ANUBIS: THE JACKAL-HEADED GOD OF THE DEAD
Were the Ancient Egyptians too preoccupied with death? No silly, they just bought their tickets early so they could get better seats than the rest of us. They also called upon the services of Anubis, their very own god of the death. He had a jackal’s head and a human body, but archeologists are not quite sure if he had a tail because it would’ve been covered up by a skirt, as illustrated in hieroglyphic renderings. Perhaps this was a heavily guarded secret. Perhaps this is a secret guarded by many humans even today—that they have a wiggly-waggly tails beneath their clothing. I sure wish I had a tail. But, back to Anubis.
Anubis was the Egyptian god associated with mummification and protection of the dead in their journey to the afterlife. And oh, what a journey it would’ve been—a human and their most loyal companion (well, at least with the head of their most loyal companion) bounding into the Unknown together. Of course, the Unknown was obviously not unknown to Anubis, as he had treaded upon its course many times before.
Now Anubis had one pet peeve: What to do with all the cat mummies! It is no secret that Ancient Egyptians went absolutely bonkers for the feline species. It is also no secret that dogs do not like cats. This predicament presented quite a dilemma for the loving and loyal jackal-god. Like all dogs, Anibus would begin to back uncontrollably whenever a cat even stepped one paw into the Afterlife. He just couldn’t help it. “What is it with all those wretched cat mummies?” Anubis would growl. Nope, he would simply not let them in.

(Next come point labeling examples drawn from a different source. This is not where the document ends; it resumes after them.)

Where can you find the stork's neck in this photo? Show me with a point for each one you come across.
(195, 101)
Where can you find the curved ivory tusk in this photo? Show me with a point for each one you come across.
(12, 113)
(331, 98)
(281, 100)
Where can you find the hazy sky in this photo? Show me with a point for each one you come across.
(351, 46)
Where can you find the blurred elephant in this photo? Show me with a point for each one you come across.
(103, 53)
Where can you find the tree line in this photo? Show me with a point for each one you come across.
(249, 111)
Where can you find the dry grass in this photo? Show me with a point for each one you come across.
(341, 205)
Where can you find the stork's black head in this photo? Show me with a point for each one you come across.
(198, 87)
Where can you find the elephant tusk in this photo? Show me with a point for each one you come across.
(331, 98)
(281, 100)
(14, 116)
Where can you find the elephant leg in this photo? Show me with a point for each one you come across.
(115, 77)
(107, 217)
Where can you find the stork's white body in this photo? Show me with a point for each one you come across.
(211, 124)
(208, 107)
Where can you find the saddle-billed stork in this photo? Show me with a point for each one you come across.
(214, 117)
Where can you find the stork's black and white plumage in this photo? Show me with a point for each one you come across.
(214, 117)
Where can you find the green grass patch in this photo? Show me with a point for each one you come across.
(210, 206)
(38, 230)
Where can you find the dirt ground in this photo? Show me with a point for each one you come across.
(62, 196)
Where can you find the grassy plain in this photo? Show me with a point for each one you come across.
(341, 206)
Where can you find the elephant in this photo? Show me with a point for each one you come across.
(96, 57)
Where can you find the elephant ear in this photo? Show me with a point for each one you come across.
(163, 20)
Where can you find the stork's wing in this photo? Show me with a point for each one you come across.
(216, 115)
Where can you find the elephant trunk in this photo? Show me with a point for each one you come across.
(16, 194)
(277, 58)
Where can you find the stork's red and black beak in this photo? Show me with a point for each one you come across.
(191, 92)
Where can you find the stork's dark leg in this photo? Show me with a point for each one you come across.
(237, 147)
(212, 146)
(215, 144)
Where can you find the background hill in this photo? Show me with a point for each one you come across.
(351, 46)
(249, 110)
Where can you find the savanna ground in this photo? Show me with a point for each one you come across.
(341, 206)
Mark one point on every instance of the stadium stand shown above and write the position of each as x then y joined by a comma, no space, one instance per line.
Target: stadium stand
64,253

Today it is understood by archeologists that the spirits of deceased cats would either have to check into a different religion upon death or be put on a waiting list for a time when Anibus was to be fired or retired. The cats finally had their long sought-after victory when Anibus was replaced by Osirus during the Middle Kingdom of Egypt. By then, the jackal-god was thoroughly enjoying the Afterlife himself and couldn’t have cared less about his predator instincts for cats. His job was finished…and those scrumptious rawhide bones in the Afterlife are just to die for!